Developing Custom Rules

It’s quite common to have organisation-, or project-specific norms and conventions you might want to enforce using SQLFluff. With a little bit of python knowledge this is very achievable with SQLFluff, and there’s a plugin architecture to support that.

This guide should be read alongside the code for the SQLFluff example plugin and the more technical documentation for Developing Plugins.

What Plugin do I need?

When thinking about developing a rule, the following thought process will help you decide what to develop:

  1. When do I want this rule to show a warning, when should it definitely not show one? What information do I need when evaluating whether a the rule has been followed or not? This information will tell you about the two important locations in the parse tree which will become important.

    • The trigger location: i.e. when should the rule be called for evaluation. e.g.
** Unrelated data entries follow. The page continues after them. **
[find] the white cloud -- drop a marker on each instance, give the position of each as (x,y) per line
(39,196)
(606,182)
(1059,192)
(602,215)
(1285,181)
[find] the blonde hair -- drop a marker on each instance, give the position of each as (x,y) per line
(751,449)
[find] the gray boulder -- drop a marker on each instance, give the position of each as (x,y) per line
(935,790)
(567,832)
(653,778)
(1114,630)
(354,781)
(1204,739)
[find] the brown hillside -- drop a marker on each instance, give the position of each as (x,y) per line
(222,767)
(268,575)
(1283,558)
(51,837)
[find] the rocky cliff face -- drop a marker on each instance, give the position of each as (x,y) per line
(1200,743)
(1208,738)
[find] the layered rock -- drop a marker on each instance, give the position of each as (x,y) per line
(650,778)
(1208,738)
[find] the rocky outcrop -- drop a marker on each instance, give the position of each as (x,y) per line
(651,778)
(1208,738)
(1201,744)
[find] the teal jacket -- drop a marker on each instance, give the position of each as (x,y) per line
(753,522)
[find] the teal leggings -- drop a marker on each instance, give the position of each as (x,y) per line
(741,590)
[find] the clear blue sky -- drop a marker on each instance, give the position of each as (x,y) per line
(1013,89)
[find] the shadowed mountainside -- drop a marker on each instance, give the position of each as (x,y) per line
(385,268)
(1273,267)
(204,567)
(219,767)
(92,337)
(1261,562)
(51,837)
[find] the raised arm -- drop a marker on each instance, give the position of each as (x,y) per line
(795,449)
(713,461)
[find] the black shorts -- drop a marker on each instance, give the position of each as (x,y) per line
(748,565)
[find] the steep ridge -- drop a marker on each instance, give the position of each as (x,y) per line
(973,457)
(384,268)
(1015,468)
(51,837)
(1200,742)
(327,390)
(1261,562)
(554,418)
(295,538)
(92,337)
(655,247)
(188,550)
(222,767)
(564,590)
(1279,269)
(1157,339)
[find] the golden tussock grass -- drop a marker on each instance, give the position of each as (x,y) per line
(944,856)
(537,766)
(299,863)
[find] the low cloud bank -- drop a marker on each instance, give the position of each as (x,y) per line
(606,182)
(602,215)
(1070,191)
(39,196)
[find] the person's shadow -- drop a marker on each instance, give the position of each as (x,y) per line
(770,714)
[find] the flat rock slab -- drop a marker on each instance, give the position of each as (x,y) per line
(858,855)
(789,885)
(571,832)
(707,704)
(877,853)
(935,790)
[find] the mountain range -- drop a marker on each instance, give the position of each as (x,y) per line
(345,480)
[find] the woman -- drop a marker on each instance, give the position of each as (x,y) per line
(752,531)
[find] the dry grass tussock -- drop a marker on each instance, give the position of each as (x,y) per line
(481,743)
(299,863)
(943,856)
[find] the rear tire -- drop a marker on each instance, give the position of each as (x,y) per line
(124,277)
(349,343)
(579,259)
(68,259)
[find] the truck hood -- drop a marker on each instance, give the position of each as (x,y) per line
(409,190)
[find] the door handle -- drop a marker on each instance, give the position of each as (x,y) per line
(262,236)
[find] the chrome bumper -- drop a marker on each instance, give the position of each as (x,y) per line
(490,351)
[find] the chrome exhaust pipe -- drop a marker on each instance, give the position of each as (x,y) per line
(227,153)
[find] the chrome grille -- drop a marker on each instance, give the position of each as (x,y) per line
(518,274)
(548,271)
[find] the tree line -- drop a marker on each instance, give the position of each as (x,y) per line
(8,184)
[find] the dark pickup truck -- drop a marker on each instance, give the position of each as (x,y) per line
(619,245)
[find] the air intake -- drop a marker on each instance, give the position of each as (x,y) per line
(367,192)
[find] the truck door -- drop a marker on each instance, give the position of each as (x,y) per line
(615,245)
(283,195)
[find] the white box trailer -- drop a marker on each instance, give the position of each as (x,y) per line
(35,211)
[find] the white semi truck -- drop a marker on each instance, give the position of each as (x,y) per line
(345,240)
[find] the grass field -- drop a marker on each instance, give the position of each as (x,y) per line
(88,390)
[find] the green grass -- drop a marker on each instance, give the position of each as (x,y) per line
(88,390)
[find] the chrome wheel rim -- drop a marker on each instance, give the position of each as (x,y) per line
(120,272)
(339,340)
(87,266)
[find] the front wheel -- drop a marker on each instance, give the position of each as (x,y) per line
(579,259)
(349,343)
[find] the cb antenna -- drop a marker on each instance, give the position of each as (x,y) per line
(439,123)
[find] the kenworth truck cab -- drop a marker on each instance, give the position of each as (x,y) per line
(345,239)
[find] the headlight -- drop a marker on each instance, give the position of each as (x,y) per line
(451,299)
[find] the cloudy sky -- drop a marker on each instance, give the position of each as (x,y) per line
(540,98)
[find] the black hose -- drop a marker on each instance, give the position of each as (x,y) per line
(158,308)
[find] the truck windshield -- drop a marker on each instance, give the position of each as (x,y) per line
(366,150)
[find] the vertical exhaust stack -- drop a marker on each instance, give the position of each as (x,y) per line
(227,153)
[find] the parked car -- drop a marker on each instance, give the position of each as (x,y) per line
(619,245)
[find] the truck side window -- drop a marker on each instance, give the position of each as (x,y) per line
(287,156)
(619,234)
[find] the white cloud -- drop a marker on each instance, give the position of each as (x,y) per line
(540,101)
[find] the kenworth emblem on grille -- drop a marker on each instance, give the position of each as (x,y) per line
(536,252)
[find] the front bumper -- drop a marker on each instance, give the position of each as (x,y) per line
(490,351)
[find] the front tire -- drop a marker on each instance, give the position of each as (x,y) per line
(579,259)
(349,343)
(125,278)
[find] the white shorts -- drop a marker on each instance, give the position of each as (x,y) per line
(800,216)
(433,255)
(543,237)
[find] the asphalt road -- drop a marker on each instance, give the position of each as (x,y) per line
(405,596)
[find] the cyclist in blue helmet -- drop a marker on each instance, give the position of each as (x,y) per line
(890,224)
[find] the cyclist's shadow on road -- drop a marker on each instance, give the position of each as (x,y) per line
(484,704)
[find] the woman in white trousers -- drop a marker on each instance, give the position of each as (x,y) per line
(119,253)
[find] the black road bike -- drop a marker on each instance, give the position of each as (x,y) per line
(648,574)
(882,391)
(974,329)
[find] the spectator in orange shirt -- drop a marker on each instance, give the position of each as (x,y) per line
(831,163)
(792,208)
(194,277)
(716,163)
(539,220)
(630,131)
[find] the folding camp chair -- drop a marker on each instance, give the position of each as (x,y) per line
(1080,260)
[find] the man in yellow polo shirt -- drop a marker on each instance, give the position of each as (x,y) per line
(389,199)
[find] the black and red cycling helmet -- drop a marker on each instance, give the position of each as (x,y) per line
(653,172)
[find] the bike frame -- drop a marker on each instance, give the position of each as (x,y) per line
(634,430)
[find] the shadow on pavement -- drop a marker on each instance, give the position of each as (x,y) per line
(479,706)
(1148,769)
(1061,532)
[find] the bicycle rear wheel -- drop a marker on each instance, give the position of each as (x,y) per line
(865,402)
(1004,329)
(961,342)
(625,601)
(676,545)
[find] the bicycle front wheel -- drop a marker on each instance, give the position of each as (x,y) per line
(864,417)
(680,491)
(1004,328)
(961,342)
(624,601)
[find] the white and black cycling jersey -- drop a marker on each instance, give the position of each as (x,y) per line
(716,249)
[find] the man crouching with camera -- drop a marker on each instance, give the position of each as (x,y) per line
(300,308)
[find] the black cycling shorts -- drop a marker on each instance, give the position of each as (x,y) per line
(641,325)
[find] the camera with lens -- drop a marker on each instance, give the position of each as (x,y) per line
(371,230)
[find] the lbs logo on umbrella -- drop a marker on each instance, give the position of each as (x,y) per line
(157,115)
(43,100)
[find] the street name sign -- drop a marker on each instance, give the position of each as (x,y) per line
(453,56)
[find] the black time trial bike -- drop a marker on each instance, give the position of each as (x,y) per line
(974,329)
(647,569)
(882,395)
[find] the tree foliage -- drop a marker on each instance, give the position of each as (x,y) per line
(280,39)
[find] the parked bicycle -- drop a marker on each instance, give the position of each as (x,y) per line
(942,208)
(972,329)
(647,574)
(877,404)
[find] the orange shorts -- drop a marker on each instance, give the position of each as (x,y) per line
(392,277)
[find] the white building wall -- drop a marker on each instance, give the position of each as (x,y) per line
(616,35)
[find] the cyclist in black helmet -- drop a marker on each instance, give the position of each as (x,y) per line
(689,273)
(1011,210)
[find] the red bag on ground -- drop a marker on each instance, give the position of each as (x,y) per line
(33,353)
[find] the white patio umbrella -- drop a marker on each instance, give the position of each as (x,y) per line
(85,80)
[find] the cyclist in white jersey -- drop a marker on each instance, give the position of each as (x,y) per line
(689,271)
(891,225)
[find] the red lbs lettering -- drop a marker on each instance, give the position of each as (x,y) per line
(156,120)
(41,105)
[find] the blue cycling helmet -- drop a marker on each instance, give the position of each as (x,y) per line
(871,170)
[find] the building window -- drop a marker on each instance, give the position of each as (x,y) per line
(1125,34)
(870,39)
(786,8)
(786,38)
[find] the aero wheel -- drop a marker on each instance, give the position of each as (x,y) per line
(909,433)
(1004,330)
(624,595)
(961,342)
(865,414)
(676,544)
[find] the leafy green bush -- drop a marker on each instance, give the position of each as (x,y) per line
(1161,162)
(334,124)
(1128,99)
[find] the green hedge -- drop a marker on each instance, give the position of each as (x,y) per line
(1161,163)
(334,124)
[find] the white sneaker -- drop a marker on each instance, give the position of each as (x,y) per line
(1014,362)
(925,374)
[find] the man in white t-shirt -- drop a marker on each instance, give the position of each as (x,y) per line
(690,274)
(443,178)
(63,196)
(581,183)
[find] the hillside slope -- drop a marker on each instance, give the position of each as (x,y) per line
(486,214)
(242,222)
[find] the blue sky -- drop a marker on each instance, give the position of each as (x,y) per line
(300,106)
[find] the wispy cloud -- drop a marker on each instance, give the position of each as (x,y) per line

CP01 triggers on keywords, because it only needs the information about that keyword to run, but LT08 triggers on WITH statements even though it’s only interested in specific pieces of whitespace, because it needs the full context of the statement to evaluate. You may with to examine the parse structure of some example queries you’d want to handle by using sqlfluff parse my_file.sql to identify the right segment. This is then specified using the crawl_behaviour attribute on the rule.

    • The anchor location: i.e. which position will show up in the CLI readout back to the user. To continue the example of above, while LT08 triggers on a WITH statement, it anchors on a more specific segment just after where it expected whitespace. It specifies this using the anchor argument to the LintResult object.

  2. How should the rule evaluate and should I implement an auto-fix? For the simplest rules, it the logic to evaluate whether there’s an issue can be very simple. For example in the SQLFluff example plugin, we are just checking the name of an element isn’t in a configured list. Typically we recommend that for organisation-specific rules, KEEP IT SIMPLE. Some of the rules bundled with SQLFluff contain a lot of complexity for handling how to automatically fix lots of edge cases, but for your organisation it’s probably not worth the overhead unless you’re a very big team or come across a huge amount of poorly formatted SQL.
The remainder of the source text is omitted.